It’s the oldest and most cliched of metaphors, but when it comes to global warming, it’s the only one that really works: We’re in a desperate race. Politics is chasing reality, and the gap between them isn’t closing nearly fast enough.

Consider the news from the real world, the one where change is measured with satellites and thermometers, not focus groups: Arctic ice is melting on an unbelievable scale — an area the size of Britain disappeared each week in late summer as the record for minimum ice cover, set in 2005, was shattered by more than 400,000 square miles, meaning about a 27 percent loss. Forget the Petraeus report — what historians will note about September 2007 is that the Northwest Passage was free of ice for the first time since humans started keeping track.
Shaken scientists see every prediction about the future surpassed by events. As Martin Parry, co-chair of the Intergovernmental Panel on Climate Change, told reporters this month, “We are all used to talking about these impacts coming in the lifetimes of our children and grandchildren. Now we know that it’s us.”

The panel’s chair, Rajendra Pachauri, offered the planet an absolute deadline: We need to be producing less carbon dioxide — which is to say burning less coal, gas and oil — by 2015 at the latest, and after that we would need “very sharp reductions” or else there is no hope of avoiding an eventual temperature increase of 2 degrees Celsius and the accompanying prospect of catastrophe.

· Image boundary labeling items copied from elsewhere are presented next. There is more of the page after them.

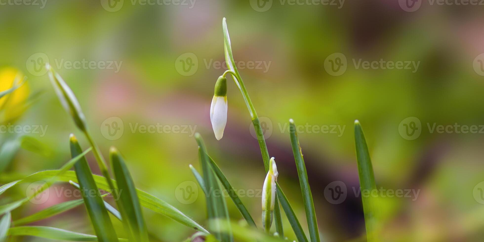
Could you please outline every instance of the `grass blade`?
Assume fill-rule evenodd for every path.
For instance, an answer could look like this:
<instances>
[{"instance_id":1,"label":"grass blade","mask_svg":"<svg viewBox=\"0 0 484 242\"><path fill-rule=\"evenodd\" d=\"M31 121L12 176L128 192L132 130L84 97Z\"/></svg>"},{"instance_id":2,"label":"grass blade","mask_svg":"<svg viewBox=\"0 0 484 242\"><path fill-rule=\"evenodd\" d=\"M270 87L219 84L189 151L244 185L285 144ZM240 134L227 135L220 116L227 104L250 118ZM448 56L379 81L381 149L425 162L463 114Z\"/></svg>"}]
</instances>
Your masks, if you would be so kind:
<instances>
[{"instance_id":1,"label":"grass blade","mask_svg":"<svg viewBox=\"0 0 484 242\"><path fill-rule=\"evenodd\" d=\"M229 197L232 199L232 201L234 202L234 204L235 205L235 207L239 210L239 212L241 212L241 214L242 214L242 216L243 217L243 218L247 221L247 223L249 225L257 227L256 226L256 223L254 222L254 219L252 219L252 217L249 213L249 211L247 211L247 209L245 208L245 206L242 203L242 201L241 201L240 198L239 198L239 197L237 195L237 192L236 192L234 188L230 185L228 181L227 180L227 178L225 177L225 176L222 172L222 170L220 170L218 166L213 161L213 160L210 156L207 154L207 156L208 157L208 161L209 163L212 166L215 175L217 175L217 177L220 181L222 185L227 190Z\"/></svg>"},{"instance_id":2,"label":"grass blade","mask_svg":"<svg viewBox=\"0 0 484 242\"><path fill-rule=\"evenodd\" d=\"M370 152L366 145L366 140L363 133L361 124L358 120L355 121L355 143L356 147L356 160L358 164L358 175L360 178L361 192L371 192L376 190L373 167L371 165ZM365 225L366 228L366 239L368 242L378 241L377 238L377 208L375 199L372 196L362 196L363 212L364 213Z\"/></svg>"},{"instance_id":3,"label":"grass blade","mask_svg":"<svg viewBox=\"0 0 484 242\"><path fill-rule=\"evenodd\" d=\"M72 231L45 226L19 226L12 227L8 230L8 235L12 236L29 236L68 241L97 241L95 235L76 233ZM128 241L117 239L111 241Z\"/></svg>"},{"instance_id":4,"label":"grass blade","mask_svg":"<svg viewBox=\"0 0 484 242\"><path fill-rule=\"evenodd\" d=\"M12 215L10 212L7 212L0 219L0 242L5 241L7 238L7 233L8 229L10 227L10 220L12 219Z\"/></svg>"},{"instance_id":5,"label":"grass blade","mask_svg":"<svg viewBox=\"0 0 484 242\"><path fill-rule=\"evenodd\" d=\"M49 178L48 181L47 181L47 182L44 184L44 185L43 185L40 189L37 190L35 193L33 193L32 194L30 195L30 197L26 197L22 199L15 201L15 202L12 202L10 203L8 203L7 204L4 204L3 205L0 206L0 214L3 213L4 212L5 212L8 211L11 211L12 210L13 210L20 207L22 204L23 204L27 201L30 200L32 198L34 197L37 195L39 195L39 194L40 194L40 193L42 193L42 192L45 191L47 188L48 188L51 185L52 185L54 182L55 182L57 178L61 176L62 174L67 172L69 169L72 168L72 166L74 165L74 164L77 162L77 161L78 161L81 158L84 157L84 156L86 154L87 154L88 152L91 151L91 148L90 147L87 150L84 151L84 152L79 154L77 156L70 159L65 164L64 164L64 166L63 166L61 167L60 167L60 170L56 170L56 173L54 175L53 175L52 177ZM11 183L13 182L13 182L9 184L10 184L11 185ZM16 184L16 183L18 182L16 182L15 184ZM9 184L7 184L5 185L6 186L7 185L9 185ZM2 188L3 191L2 192L5 192L5 191L7 190L7 189L12 187L12 186L13 186L13 185L10 185L10 186L7 186L7 187L3 187L2 186L3 188Z\"/></svg>"},{"instance_id":6,"label":"grass blade","mask_svg":"<svg viewBox=\"0 0 484 242\"><path fill-rule=\"evenodd\" d=\"M294 156L294 160L296 161L298 176L299 177L299 184L301 185L302 200L306 211L306 219L307 220L307 226L309 229L309 236L312 242L319 242L319 232L318 229L318 222L316 220L316 212L314 210L314 203L313 202L313 195L311 193L311 188L309 187L309 181L306 171L306 165L304 165L302 151L299 144L299 139L298 139L296 124L292 119L289 120L289 123L291 146L292 147L292 153Z\"/></svg>"},{"instance_id":7,"label":"grass blade","mask_svg":"<svg viewBox=\"0 0 484 242\"><path fill-rule=\"evenodd\" d=\"M202 190L203 190L203 193L205 194L205 196L207 196L208 194L208 192L207 192L207 188L205 187L205 182L203 181L203 178L202 177L200 173L193 167L193 166L190 165L189 166L189 167L190 167L190 169L192 170L193 175L195 177L195 179L197 179L197 182L198 182L198 185L200 185L200 187L202 188Z\"/></svg>"},{"instance_id":8,"label":"grass blade","mask_svg":"<svg viewBox=\"0 0 484 242\"><path fill-rule=\"evenodd\" d=\"M220 219L228 221L228 212L227 210L227 205L225 199L223 196L217 196L215 192L218 191L221 193L222 190L220 188L218 180L214 174L213 169L209 164L208 155L207 154L207 150L200 134L195 134L195 138L198 144L198 154L200 156L200 161L201 163L202 169L203 171L204 182L208 194L207 195L207 213L209 218L210 227L215 231L220 231L221 224ZM229 226L229 224L228 224ZM215 238L224 242L233 241L233 236L228 229L227 233L217 232L214 234Z\"/></svg>"},{"instance_id":9,"label":"grass blade","mask_svg":"<svg viewBox=\"0 0 484 242\"><path fill-rule=\"evenodd\" d=\"M71 135L69 140L71 155L75 157L82 150L74 135ZM74 168L79 181L82 199L86 204L86 209L98 239L102 242L116 240L118 236L104 206L99 190L92 178L92 172L86 158L82 157L76 162L74 165Z\"/></svg>"},{"instance_id":10,"label":"grass blade","mask_svg":"<svg viewBox=\"0 0 484 242\"><path fill-rule=\"evenodd\" d=\"M81 189L81 186L79 186L78 184L73 182L72 181L69 181L69 183L78 189L80 190ZM106 193L103 194L101 196L101 197L104 197L109 194L110 194ZM106 207L106 209L107 210L107 212L110 212L113 216L119 220L119 221L122 222L122 219L121 218L121 213L120 213L119 211L117 210L116 209L114 208L113 206L111 206L111 204L108 203L106 201L103 201L103 202L104 202L104 206Z\"/></svg>"},{"instance_id":11,"label":"grass blade","mask_svg":"<svg viewBox=\"0 0 484 242\"><path fill-rule=\"evenodd\" d=\"M125 229L130 235L130 241L148 242L148 230L143 218L136 188L128 167L121 154L114 147L109 151L113 172L116 179L118 199L116 201Z\"/></svg>"},{"instance_id":12,"label":"grass blade","mask_svg":"<svg viewBox=\"0 0 484 242\"><path fill-rule=\"evenodd\" d=\"M302 227L301 227L301 225L299 223L299 220L296 216L294 211L292 210L292 207L289 204L287 198L284 195L284 193L282 192L282 190L279 184L276 182L276 184L277 186L277 197L281 202L281 206L284 210L286 216L287 217L287 220L289 220L289 223L291 224L291 227L292 227L292 230L294 231L296 238L297 238L298 241L299 242L308 242L307 238L306 237L306 235L304 234L304 231L302 230Z\"/></svg>"},{"instance_id":13,"label":"grass blade","mask_svg":"<svg viewBox=\"0 0 484 242\"><path fill-rule=\"evenodd\" d=\"M32 215L15 220L12 222L12 225L14 226L18 226L42 220L73 209L80 205L83 202L82 199L61 202L41 210Z\"/></svg>"},{"instance_id":14,"label":"grass blade","mask_svg":"<svg viewBox=\"0 0 484 242\"><path fill-rule=\"evenodd\" d=\"M39 171L21 180L15 182L17 182L17 183L32 182L55 178L54 180L58 182L68 182L69 181L71 180L74 182L77 182L77 179L74 171L67 171L62 175L56 176L59 172L59 170ZM110 186L107 181L106 181L106 178L94 174L92 175L92 177L94 178L96 185L97 185L98 188L105 191L109 190ZM115 180L111 180L111 182L113 183L116 183ZM138 194L138 197L139 198L139 202L143 207L155 212L164 215L196 230L204 232L207 234L210 233L203 227L168 203L143 191L137 189L136 189L136 191Z\"/></svg>"}]
</instances>

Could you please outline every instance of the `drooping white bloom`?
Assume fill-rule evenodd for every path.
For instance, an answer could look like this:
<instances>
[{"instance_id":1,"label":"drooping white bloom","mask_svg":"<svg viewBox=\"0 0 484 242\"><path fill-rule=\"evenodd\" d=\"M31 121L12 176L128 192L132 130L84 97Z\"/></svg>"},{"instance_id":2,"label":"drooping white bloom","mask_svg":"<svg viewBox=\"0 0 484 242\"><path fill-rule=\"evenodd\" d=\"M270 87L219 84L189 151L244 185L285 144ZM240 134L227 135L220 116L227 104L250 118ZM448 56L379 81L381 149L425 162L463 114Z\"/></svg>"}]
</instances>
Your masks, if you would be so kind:
<instances>
[{"instance_id":1,"label":"drooping white bloom","mask_svg":"<svg viewBox=\"0 0 484 242\"><path fill-rule=\"evenodd\" d=\"M272 224L274 204L275 202L276 184L277 181L277 167L275 165L274 157L269 162L269 171L266 176L262 187L262 225L266 231L268 231Z\"/></svg>"},{"instance_id":2,"label":"drooping white bloom","mask_svg":"<svg viewBox=\"0 0 484 242\"><path fill-rule=\"evenodd\" d=\"M213 96L210 106L210 121L215 137L220 140L227 124L227 96Z\"/></svg>"}]
</instances>

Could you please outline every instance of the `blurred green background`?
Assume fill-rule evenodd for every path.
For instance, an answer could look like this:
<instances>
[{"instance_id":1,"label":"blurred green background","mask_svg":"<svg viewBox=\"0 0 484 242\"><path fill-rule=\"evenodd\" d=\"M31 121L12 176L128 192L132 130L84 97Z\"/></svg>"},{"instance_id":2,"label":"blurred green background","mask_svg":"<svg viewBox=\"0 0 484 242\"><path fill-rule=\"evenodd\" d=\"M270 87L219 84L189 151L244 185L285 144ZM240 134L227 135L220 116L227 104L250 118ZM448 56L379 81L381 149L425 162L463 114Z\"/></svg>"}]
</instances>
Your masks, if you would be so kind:
<instances>
[{"instance_id":1,"label":"blurred green background","mask_svg":"<svg viewBox=\"0 0 484 242\"><path fill-rule=\"evenodd\" d=\"M235 188L256 191L242 199L261 224L256 195L265 174L248 112L233 82L220 141L210 123L213 85L226 69L221 63L226 17L234 56L242 65L239 71L265 128L269 154L277 163L279 182L303 227L304 207L285 129L288 119L302 125L299 137L325 241L358 241L364 233L361 198L353 191L359 186L353 131L358 119L377 186L419 193L417 197L384 199L380 209L385 241L482 241L484 132L479 125L484 125L484 72L480 65L484 57L478 56L484 52L484 7L424 1L408 12L400 1L332 5L173 0L143 5L124 0L114 8L106 1L47 0L45 5L40 0L40 5L2 1L6 4L0 5L0 85L7 89L19 73L27 77L6 105L2 125L46 129L1 134L4 146L24 135L39 141L31 140L35 148L30 149L23 142L11 162L0 161L0 167L5 166L0 170L1 184L17 176L59 168L70 157L71 133L87 146L40 68L49 62L78 99L105 157L110 146L117 147L138 188L206 225L201 189L193 203L184 204L176 196L177 186L195 181L188 165L199 168L192 131L198 132ZM332 56L338 53L346 61L332 59L341 57ZM365 69L358 65L360 60L419 66L384 69L378 64ZM334 63L342 63L346 71L335 73L330 69L337 67L331 65ZM26 100L31 102L25 110L15 105ZM115 127L113 121L122 127L116 137L106 133ZM404 132L412 130L405 125L412 121L420 123L420 135L409 136ZM434 123L456 123L478 125L477 131L464 134L454 127L439 133L432 129ZM150 133L135 128L158 124L165 129ZM322 131L323 125L329 130ZM329 132L333 127L335 133ZM99 174L92 154L88 158ZM347 188L347 197L337 204L325 197L327 185L334 181ZM46 202L29 203L15 210L14 219L75 199L52 196L56 188L71 189L68 184L56 184ZM25 196L25 190L19 186L6 193L1 203ZM231 217L241 219L231 201L227 204ZM194 233L162 215L144 212L154 241L180 241ZM283 217L286 235L295 239ZM36 224L93 233L82 207ZM121 224L115 225L122 231Z\"/></svg>"}]
</instances>

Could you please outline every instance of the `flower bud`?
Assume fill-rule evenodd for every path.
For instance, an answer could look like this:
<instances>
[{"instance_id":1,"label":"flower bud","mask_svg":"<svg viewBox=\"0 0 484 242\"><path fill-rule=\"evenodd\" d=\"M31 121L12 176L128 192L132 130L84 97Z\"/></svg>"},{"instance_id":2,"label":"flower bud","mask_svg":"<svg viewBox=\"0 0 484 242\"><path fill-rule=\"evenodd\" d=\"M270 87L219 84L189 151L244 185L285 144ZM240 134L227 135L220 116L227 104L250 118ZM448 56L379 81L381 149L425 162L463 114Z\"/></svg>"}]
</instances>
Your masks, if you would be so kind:
<instances>
[{"instance_id":1,"label":"flower bud","mask_svg":"<svg viewBox=\"0 0 484 242\"><path fill-rule=\"evenodd\" d=\"M74 92L71 88L67 86L62 77L59 74L55 73L52 69L52 66L48 63L45 65L45 67L48 70L49 77L50 82L54 87L54 90L56 91L57 97L60 100L64 109L72 116L74 120L76 125L82 131L85 131L86 129L86 118L84 117L82 110L81 110L81 106L79 105L77 99L74 95Z\"/></svg>"},{"instance_id":2,"label":"flower bud","mask_svg":"<svg viewBox=\"0 0 484 242\"><path fill-rule=\"evenodd\" d=\"M272 214L274 212L274 203L275 201L276 184L277 181L277 167L275 165L274 157L271 158L269 171L267 172L266 180L262 187L262 225L267 232L272 225Z\"/></svg>"},{"instance_id":3,"label":"flower bud","mask_svg":"<svg viewBox=\"0 0 484 242\"><path fill-rule=\"evenodd\" d=\"M215 91L210 106L210 121L215 137L220 140L227 124L227 78L220 76L215 84Z\"/></svg>"}]
</instances>

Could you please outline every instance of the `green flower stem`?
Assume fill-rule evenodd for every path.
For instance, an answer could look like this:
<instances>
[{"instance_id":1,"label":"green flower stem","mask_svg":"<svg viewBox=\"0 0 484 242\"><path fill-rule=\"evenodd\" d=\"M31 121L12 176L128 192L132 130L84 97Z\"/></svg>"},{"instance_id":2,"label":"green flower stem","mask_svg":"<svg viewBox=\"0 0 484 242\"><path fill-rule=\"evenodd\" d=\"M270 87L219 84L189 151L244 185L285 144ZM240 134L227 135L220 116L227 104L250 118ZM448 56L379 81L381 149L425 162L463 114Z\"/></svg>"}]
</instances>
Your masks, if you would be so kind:
<instances>
[{"instance_id":1,"label":"green flower stem","mask_svg":"<svg viewBox=\"0 0 484 242\"><path fill-rule=\"evenodd\" d=\"M101 172L103 174L103 176L106 178L106 181L107 181L107 183L109 185L109 187L113 191L112 193L113 197L114 197L115 200L116 200L118 198L118 194L116 192L116 187L114 186L114 183L113 183L112 179L111 179L109 172L107 170L107 166L106 166L106 161L104 160L104 158L103 157L103 155L101 154L101 151L99 150L99 147L98 147L97 144L96 144L94 139L92 139L92 136L91 136L89 131L86 130L84 133L86 136L86 137L88 139L88 141L89 142L91 146L92 147L92 153L94 154L94 156L96 158L98 166L99 166L99 168L101 169Z\"/></svg>"}]
</instances>

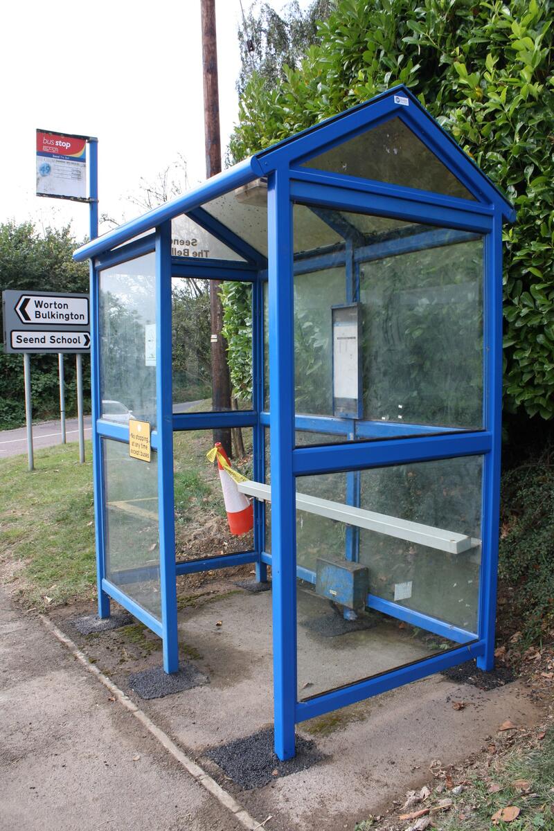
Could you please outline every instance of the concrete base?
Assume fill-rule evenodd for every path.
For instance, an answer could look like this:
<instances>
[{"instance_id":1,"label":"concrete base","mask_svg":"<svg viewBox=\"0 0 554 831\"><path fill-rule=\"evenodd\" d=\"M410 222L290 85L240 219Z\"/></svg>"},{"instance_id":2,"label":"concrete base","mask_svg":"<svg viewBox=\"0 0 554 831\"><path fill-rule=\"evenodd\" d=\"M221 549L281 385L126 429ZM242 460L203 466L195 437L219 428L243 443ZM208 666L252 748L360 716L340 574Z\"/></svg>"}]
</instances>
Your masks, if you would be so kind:
<instances>
[{"instance_id":1,"label":"concrete base","mask_svg":"<svg viewBox=\"0 0 554 831\"><path fill-rule=\"evenodd\" d=\"M184 690L208 684L209 680L192 664L185 664L179 672L168 675L162 666L136 672L129 679L129 686L140 698L164 698Z\"/></svg>"},{"instance_id":2,"label":"concrete base","mask_svg":"<svg viewBox=\"0 0 554 831\"><path fill-rule=\"evenodd\" d=\"M182 654L210 683L141 701L140 706L253 816L263 821L272 814L264 826L268 831L351 829L429 782L432 760L440 760L443 767L458 764L486 748L507 719L527 726L540 718L517 681L487 691L435 675L299 724L297 734L312 740L321 756L311 767L286 776L272 768L265 784L239 779L223 758L215 760L214 749L235 741L248 745L261 731L271 737L272 596L238 589L223 574L218 579L219 595L210 593L203 602L200 596L179 614ZM360 616L364 627L352 630L328 601L302 588L297 617L299 698L444 648L440 638L373 612L366 620ZM159 651L145 651L132 667L129 661L119 664L116 632L81 639L80 646L121 687L128 686L130 671L154 662L159 667ZM453 701L460 701L464 707L454 709ZM257 752L245 755L247 770L259 760Z\"/></svg>"},{"instance_id":3,"label":"concrete base","mask_svg":"<svg viewBox=\"0 0 554 831\"><path fill-rule=\"evenodd\" d=\"M109 632L110 629L119 629L122 626L130 626L135 623L135 618L127 612L121 614L110 615L110 617L99 617L98 615L82 615L71 621L72 625L81 635L95 635L100 632Z\"/></svg>"}]
</instances>

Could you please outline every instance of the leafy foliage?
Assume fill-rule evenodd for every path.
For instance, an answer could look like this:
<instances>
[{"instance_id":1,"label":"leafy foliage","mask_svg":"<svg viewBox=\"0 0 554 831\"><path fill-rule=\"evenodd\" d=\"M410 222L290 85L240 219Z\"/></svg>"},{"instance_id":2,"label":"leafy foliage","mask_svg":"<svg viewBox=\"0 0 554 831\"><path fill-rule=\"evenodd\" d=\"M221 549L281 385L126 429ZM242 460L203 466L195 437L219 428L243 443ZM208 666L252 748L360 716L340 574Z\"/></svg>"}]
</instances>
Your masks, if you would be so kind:
<instances>
[{"instance_id":1,"label":"leafy foliage","mask_svg":"<svg viewBox=\"0 0 554 831\"><path fill-rule=\"evenodd\" d=\"M554 416L551 0L340 0L285 81L244 85L238 161L404 83L513 200L505 231L506 405Z\"/></svg>"},{"instance_id":2,"label":"leafy foliage","mask_svg":"<svg viewBox=\"0 0 554 831\"><path fill-rule=\"evenodd\" d=\"M69 227L57 231L47 228L41 234L31 222L0 224L0 289L45 292L88 292L89 270L71 257L79 243ZM35 418L59 412L56 355L34 355L31 379ZM68 356L65 366L66 411L76 409L75 361ZM86 406L90 398L87 356L83 359ZM0 351L0 426L17 427L25 420L23 361L20 355Z\"/></svg>"},{"instance_id":3,"label":"leafy foliage","mask_svg":"<svg viewBox=\"0 0 554 831\"><path fill-rule=\"evenodd\" d=\"M223 283L222 334L227 341L233 394L252 400L252 288L244 283Z\"/></svg>"},{"instance_id":4,"label":"leafy foliage","mask_svg":"<svg viewBox=\"0 0 554 831\"><path fill-rule=\"evenodd\" d=\"M504 474L498 575L522 643L540 641L554 624L554 467L546 451ZM503 607L501 607L503 609Z\"/></svg>"}]
</instances>

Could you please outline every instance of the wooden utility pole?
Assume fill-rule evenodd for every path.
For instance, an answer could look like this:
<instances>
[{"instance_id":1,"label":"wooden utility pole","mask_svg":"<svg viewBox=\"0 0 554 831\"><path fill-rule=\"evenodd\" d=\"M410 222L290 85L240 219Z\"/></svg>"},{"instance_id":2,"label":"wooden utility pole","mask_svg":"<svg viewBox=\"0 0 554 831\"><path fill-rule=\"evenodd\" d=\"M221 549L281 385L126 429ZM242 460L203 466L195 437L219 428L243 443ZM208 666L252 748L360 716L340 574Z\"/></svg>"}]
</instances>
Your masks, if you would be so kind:
<instances>
[{"instance_id":1,"label":"wooden utility pole","mask_svg":"<svg viewBox=\"0 0 554 831\"><path fill-rule=\"evenodd\" d=\"M200 0L200 11L202 17L206 176L209 179L210 176L221 173L215 0ZM221 334L223 308L219 297L220 289L220 280L209 281L209 306L212 319L212 401L214 410L230 410L231 381L227 363L227 342ZM230 429L214 430L213 440L222 443L229 457L233 455Z\"/></svg>"}]
</instances>

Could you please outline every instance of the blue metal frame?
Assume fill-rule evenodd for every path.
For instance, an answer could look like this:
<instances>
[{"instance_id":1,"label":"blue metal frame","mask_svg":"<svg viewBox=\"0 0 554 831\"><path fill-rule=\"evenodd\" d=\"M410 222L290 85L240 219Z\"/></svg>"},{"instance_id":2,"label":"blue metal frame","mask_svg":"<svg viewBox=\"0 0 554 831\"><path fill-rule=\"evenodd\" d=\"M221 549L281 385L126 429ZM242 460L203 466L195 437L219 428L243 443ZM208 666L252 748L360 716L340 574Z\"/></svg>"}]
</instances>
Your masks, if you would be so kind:
<instances>
[{"instance_id":1,"label":"blue metal frame","mask_svg":"<svg viewBox=\"0 0 554 831\"><path fill-rule=\"evenodd\" d=\"M400 101L399 101L400 99ZM402 100L404 99L404 103ZM406 103L407 102L407 103ZM380 123L398 117L474 196L458 199L414 188L389 184L302 166L303 162L330 147L347 141ZM95 148L96 150L96 148ZM91 147L92 155L95 155ZM96 162L95 162L96 164ZM92 170L92 165L91 165ZM207 203L267 176L268 257L246 243L205 209ZM91 189L91 196L92 194ZM293 257L292 205L307 204L338 231L344 243L317 253ZM347 219L331 210L352 211L391 217L421 224L420 231L395 240L383 237L360 244L359 232ZM97 210L97 209L96 209ZM170 220L189 214L243 262L186 260L171 258ZM92 217L92 204L91 204ZM95 522L97 541L99 613L110 612L115 597L156 632L164 641L168 671L179 666L175 577L205 568L255 563L257 579L267 578L268 563L273 576L273 669L275 749L281 759L294 755L295 724L339 706L390 690L426 675L476 657L482 669L493 663L496 570L498 564L502 405L502 221L513 220L515 212L503 195L455 142L433 120L417 99L403 86L395 87L370 102L354 107L321 125L304 130L264 150L204 184L156 208L143 217L93 238L76 253L75 258L96 258L91 264L91 366L93 379L93 460ZM92 221L92 220L91 220ZM233 224L233 223L231 223ZM424 226L435 226L429 228ZM91 225L92 227L92 225ZM155 230L154 230L155 229ZM137 234L154 231L149 237ZM459 232L463 232L460 234ZM294 275L333 266L344 266L348 303L359 301L360 264L370 260L431 247L451 244L468 234L483 235L484 266L484 421L480 430L438 428L434 425L338 419L295 414L294 396ZM154 236L155 234L155 236ZM104 574L104 493L102 437L128 442L128 430L100 420L98 340L98 268L115 265L146 250L156 251L156 322L158 429L152 445L159 454L160 505L160 573L162 620L156 621ZM126 243L123 248L116 248ZM356 247L357 246L357 247ZM247 281L252 283L252 409L246 412L172 413L170 278ZM270 412L263 411L263 288L268 281ZM253 430L254 476L264 481L264 431L271 427L272 553L265 550L265 506L254 512L254 549L216 558L175 563L173 514L173 430L248 426ZM336 436L333 444L295 446L295 430ZM477 634L451 627L400 603L369 594L367 606L400 620L421 626L454 642L463 643L446 653L407 666L363 679L340 690L297 701L297 578L313 582L314 574L296 562L296 479L298 476L346 472L346 500L360 504L360 471L464 455L483 457L482 561ZM357 530L348 529L346 557L358 558ZM472 639L473 639L472 641ZM472 641L472 642L465 642Z\"/></svg>"}]
</instances>

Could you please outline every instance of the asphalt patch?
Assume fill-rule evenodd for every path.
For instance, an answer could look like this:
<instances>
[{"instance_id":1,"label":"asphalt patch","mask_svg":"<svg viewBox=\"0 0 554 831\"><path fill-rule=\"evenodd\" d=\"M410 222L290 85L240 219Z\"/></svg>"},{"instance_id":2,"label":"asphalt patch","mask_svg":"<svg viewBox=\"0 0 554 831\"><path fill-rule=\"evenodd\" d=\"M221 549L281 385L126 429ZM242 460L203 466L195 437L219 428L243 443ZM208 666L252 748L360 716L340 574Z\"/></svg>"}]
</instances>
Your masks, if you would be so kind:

Such news has finally begun to penetrate the bubble of denial that has surrounded Washington for two decades. President Bush, after ignoring the issue for six years, has convened a conference of the major carbon-emitting nations to begin considering . . . something. Bush said in a speech yesterday that “we acknowledge there is a problem,” but few expect the process to amount to much; cynics see it as a way to derail ongoing U.N.-sponsored talks for a firm agreement on reducing emissions.